So, we get Ned an excellent interview. We warned him when we interviewed him that he was focusing so much on “not making a mistake” and that he wasn’t selling himself in the right way. He kept going over and over and over the fact that he had made a mistake and he didn’t want to make a mistake again. We totally understand Ned’s situation. When anyone makes any kind of mistake, especially in taking a job, they don’t want to make another one.
Unfortunately, Ned went into the hiring authority and, according to the hiring authority, “he interviewed me. He had a whole list of 15 or 20 questions that he asked me before I got a chance to even interview him. Apparently, he made a mistake in his last job and he is so worried about making a mistake again, he interviewed me. I’m not interested in him.”

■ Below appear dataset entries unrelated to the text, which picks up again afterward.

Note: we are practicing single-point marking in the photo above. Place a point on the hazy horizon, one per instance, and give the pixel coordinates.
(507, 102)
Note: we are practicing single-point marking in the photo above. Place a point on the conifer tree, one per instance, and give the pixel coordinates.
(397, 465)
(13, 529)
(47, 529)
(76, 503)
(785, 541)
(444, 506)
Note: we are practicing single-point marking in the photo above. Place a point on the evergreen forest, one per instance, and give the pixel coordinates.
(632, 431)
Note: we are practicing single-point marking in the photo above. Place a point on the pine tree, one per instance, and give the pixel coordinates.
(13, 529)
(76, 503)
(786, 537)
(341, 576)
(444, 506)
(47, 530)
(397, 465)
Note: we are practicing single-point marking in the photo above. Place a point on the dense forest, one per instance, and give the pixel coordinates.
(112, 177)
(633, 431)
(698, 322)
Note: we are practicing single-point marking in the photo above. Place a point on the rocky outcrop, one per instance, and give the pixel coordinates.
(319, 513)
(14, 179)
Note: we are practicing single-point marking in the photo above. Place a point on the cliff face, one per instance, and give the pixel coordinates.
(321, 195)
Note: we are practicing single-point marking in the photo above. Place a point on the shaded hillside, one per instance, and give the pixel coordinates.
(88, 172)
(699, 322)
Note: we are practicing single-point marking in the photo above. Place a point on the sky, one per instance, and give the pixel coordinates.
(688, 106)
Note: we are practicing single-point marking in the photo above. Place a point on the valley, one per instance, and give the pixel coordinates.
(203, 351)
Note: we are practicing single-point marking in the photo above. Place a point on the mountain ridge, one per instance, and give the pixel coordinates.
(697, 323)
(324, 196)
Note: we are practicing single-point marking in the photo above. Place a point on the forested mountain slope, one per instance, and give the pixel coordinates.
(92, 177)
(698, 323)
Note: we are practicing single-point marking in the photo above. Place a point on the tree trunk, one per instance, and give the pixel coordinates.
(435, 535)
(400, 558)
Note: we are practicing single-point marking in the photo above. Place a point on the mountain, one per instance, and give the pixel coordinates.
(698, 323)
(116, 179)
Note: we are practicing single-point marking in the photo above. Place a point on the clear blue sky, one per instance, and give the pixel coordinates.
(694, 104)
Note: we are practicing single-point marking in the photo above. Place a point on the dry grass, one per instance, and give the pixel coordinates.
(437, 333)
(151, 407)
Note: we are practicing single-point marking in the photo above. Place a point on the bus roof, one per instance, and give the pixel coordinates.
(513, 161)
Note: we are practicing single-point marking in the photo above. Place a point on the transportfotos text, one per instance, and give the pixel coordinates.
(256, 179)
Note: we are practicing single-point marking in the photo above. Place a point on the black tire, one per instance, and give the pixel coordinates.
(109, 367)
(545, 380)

The lesson here is real simple. No matter how much of a mistake you made in the last job decision you made, you have to focus on interviewing well for the next job. You have to sell your features, advantages and benefits to the prospective employer. If you sell yourself well enough, the organization will give you every reason in the world that you should… or shouldn’t… go to work there.
Ned got so wrapped up in protecting himself that he didn’t interview well. What’s even worse is that when we mentioned this to him in a follow-up conversation after we spoke to the employer, he further justified the way he approached it by saying that, “he just couldn’t afford to make a mistake again.”
Ned isn’t going to get hired by anyone if he keeps approaching interviews in this manner.